La Semaine de l'apprentissage numérique, forum phare annuel de l'organisation, sera consacrée cette année à trois thèmes : ce qui compte comme fait dans un monde de connaissances synthétiques, les frictions que l'IA engendre dans les systèmes éducatifs et les nouvelles frontières qui s'ouvrent, de la souveraineté des données aux approches fondées sur les communautés.
La déclaration fera suite aux documents déjà publiés par l'UNESCO : les directives sur l'IA générative de 2023 et le cadre de compétences pour les enseignants et les apprenants de 2024. Dans une école réelle, cela pourrait se traduire ainsi : l'enseignant télécharge la description d'une leçon sur une plateforme, l'algorithme propose des variantes d'exercices, mais la décision finale et l'évaluation restent entre les mains de l'enseignant, et les données des élèves ne quittent pas l'infrastructure nationale.
Pour l'instant, il s'agit d'une initiative politique appuyée par des ateliers dans plus de cent pays et le soutien de 58 États dans l'élaboration de programmes d'études.

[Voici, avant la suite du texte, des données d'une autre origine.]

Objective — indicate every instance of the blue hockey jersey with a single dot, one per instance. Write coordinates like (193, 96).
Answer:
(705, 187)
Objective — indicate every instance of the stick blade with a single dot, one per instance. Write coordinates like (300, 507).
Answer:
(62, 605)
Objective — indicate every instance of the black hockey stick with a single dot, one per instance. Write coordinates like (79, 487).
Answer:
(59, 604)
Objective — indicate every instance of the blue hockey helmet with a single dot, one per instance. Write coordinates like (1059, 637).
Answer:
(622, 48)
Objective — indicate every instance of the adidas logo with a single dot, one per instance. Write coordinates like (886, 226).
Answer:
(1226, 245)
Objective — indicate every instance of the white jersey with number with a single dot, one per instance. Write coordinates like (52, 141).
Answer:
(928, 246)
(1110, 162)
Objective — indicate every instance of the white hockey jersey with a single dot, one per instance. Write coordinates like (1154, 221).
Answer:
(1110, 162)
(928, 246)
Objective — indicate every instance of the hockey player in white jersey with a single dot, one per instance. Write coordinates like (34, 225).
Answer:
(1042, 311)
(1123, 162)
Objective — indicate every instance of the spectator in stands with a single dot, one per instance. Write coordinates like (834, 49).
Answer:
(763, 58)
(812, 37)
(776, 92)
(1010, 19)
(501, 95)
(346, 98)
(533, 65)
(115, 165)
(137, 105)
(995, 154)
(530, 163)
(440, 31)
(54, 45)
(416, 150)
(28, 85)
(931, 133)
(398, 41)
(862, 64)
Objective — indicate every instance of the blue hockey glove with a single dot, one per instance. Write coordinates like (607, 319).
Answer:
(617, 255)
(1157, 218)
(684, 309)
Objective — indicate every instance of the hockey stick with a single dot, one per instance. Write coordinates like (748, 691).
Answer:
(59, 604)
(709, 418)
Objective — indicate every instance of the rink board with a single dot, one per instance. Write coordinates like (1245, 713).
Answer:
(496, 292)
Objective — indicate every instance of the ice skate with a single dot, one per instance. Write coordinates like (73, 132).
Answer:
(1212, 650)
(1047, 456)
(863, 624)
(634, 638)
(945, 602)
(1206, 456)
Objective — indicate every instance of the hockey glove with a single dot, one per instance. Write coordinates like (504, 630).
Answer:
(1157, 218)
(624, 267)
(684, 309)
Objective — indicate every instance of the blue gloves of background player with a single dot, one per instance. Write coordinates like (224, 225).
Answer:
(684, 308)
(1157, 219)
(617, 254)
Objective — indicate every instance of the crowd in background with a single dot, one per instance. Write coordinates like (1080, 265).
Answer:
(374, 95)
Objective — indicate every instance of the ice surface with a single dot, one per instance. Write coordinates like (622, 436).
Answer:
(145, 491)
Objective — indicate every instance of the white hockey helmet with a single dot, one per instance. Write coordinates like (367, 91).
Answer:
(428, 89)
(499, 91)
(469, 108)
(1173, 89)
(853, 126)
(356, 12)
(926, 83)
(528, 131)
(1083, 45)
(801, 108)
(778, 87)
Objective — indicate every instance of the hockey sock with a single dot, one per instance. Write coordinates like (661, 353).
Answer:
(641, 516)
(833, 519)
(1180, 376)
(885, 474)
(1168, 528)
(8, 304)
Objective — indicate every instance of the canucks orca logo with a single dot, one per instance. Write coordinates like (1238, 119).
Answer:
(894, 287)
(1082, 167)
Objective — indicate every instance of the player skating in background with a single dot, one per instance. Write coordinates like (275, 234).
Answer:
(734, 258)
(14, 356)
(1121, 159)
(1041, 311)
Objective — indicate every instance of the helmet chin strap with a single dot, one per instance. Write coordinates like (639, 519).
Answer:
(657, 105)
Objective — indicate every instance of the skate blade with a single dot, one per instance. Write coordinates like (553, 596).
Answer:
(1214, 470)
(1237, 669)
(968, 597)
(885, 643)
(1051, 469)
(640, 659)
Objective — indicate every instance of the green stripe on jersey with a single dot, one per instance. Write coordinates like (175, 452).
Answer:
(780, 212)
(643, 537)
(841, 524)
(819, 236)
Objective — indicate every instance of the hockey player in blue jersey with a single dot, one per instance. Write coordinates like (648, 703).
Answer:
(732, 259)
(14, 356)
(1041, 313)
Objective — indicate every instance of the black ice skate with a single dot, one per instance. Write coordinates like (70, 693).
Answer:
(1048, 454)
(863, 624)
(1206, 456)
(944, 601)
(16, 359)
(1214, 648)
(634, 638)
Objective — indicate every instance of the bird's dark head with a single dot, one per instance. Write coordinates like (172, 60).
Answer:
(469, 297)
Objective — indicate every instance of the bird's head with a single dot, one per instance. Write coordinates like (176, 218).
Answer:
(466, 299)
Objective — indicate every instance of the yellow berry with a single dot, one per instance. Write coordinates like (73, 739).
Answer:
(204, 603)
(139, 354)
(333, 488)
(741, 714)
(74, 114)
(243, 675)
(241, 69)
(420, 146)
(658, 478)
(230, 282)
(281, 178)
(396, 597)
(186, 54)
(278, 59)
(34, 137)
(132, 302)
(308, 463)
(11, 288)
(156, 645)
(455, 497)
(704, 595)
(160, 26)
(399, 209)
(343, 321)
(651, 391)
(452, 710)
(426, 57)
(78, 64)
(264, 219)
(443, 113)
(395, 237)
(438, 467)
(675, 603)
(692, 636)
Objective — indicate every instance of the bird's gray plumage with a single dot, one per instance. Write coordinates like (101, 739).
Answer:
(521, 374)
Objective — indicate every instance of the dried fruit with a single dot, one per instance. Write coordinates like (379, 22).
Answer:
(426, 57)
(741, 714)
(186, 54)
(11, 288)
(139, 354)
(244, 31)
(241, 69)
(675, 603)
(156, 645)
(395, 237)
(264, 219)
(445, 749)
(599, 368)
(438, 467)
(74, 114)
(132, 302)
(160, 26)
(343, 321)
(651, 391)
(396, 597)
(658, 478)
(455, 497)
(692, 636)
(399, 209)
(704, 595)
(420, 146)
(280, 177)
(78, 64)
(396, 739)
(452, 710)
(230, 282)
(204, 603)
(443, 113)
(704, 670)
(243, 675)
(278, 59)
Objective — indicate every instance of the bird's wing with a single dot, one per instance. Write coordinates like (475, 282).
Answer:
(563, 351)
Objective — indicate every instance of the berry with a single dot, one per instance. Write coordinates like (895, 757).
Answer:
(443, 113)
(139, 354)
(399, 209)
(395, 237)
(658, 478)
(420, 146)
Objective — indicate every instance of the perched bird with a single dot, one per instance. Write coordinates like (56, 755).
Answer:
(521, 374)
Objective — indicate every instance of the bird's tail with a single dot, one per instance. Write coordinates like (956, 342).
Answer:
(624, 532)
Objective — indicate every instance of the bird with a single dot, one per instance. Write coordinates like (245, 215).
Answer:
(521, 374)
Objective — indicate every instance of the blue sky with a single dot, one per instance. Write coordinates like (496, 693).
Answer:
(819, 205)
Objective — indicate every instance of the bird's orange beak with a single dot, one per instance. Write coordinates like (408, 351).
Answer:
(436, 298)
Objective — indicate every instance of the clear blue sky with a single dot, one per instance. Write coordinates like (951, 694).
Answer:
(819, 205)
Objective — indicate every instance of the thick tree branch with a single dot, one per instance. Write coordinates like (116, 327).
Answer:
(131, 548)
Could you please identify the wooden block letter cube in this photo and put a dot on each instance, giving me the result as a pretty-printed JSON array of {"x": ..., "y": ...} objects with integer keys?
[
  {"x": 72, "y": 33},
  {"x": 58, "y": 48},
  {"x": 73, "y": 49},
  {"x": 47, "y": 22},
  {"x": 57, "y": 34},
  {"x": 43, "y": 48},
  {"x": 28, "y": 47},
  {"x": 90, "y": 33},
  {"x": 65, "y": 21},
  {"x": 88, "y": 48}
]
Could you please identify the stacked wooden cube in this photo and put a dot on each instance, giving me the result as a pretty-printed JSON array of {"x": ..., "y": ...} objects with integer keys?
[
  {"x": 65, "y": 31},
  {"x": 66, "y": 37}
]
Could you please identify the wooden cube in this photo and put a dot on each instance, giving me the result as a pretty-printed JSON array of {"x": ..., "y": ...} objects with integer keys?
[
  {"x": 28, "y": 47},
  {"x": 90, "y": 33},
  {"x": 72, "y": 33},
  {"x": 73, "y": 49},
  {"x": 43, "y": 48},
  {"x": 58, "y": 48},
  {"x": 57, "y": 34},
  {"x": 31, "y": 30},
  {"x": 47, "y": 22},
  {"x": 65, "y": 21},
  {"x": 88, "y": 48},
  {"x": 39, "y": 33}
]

Aucun chiffre concret sur l'impact à long terme sur les résultats scolaires ou l'égalité d'accès n'est disponible dans les sources ouvertes ; les recherches se limitent à des données pilotes et à des enquêtes auprès des chaires UNESCO. On ignore comment la déclaration fonctionnera dans des pays ayant des niveaux de numérisation et des modèles de financement différents.
Derrière la cohérence apparente se cache une tension entre les normes mondiales et la souveraineté nationale : qui définit exactement ce qui constitue une utilisation « éthique » de l'IA, et qui supporte les coûts d'infrastructure si les grandes plateformes restent privées ?
La question n'est pas de savoir si la déclaration sera adoptée, mais quels intérêts elle protégera en fin de compte : ceux des élèves, des enseignants ou des fournisseurs de technologies.